Finding something to rhyme with “renewable energy” wouldn’t be easy, and it might not soothe the savage beast of a winter. But Al reminded everyone that folk music “played a positive role in resolving the central question in civil rights, as to what was truly right and truly wrong.”
A man with the vision of a true snake-oil salesman, Al can see what others can’t (such as an ample supply of rubes and marks) — a growing acceptance of wind and solar power, much in the way that cell phones started gaining acceptance 25 years ago. He praised the Vatican for working to make Vatican City “the world’s first CO2-neutral sovereign city-state in the world,” though he concedes that Vatican City has two singular things going for it. “They have two advantages. [Vatican City] is very small, and they have God on their side.”

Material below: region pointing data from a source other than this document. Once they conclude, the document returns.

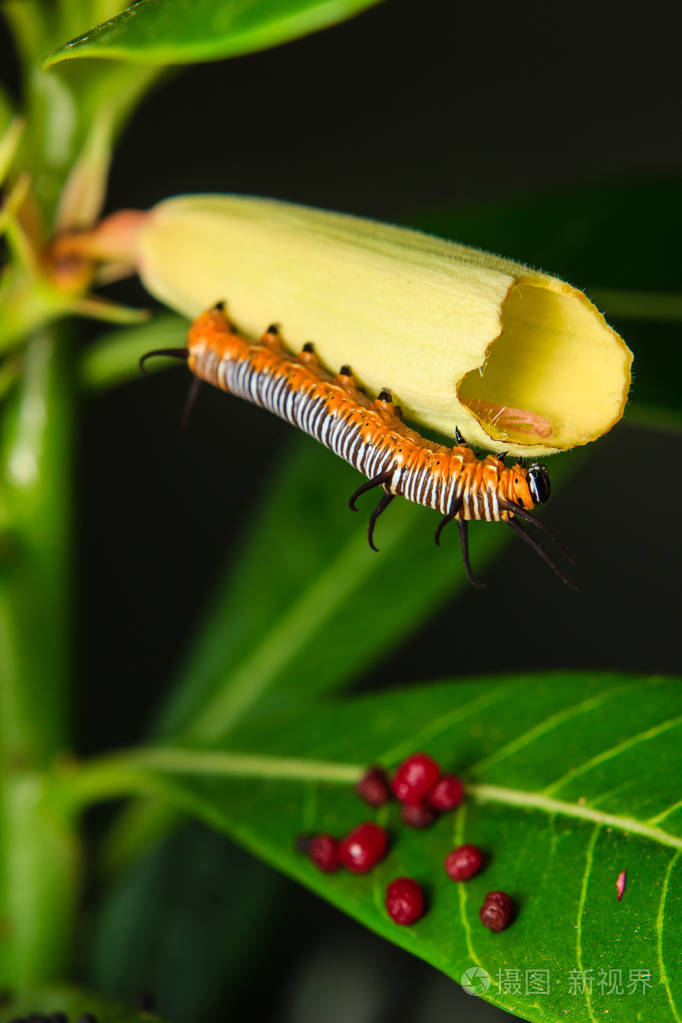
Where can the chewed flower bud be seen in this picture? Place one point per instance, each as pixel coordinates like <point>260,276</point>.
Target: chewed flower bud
<point>514,358</point>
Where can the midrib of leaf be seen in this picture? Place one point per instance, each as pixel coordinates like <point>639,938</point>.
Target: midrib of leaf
<point>135,771</point>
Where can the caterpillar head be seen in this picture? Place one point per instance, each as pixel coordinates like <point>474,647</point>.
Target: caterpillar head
<point>527,487</point>
<point>538,483</point>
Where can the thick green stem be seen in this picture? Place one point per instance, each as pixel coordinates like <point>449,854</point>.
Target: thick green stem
<point>37,846</point>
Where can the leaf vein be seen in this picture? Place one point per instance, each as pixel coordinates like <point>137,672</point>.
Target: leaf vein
<point>614,751</point>
<point>540,729</point>
<point>589,859</point>
<point>660,927</point>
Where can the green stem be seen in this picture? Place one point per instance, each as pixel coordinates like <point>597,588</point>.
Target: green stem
<point>135,771</point>
<point>38,854</point>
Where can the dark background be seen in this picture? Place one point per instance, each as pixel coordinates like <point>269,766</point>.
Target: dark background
<point>409,108</point>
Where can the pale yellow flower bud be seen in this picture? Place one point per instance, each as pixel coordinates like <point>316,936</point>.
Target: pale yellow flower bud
<point>514,358</point>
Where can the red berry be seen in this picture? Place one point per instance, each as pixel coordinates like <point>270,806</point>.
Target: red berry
<point>373,787</point>
<point>446,794</point>
<point>414,777</point>
<point>497,910</point>
<point>363,847</point>
<point>323,850</point>
<point>405,901</point>
<point>463,862</point>
<point>417,816</point>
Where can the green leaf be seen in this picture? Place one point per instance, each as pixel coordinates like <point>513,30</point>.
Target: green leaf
<point>571,781</point>
<point>161,32</point>
<point>74,1004</point>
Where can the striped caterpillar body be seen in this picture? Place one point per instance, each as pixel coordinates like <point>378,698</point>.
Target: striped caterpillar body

Al, reported the Kansas City Star, repeated two questions he says he routinely hears from global-warming skeptics, “do we really have to do this? And if the answer is yes, can we do it?” To the astonishment of no one in the hall, Al, ever the big crowd-pleaser, said “the answer to both of those questions is ’yes.’ ” Then he packed up his projector and slides, and stepped out into the icy slush.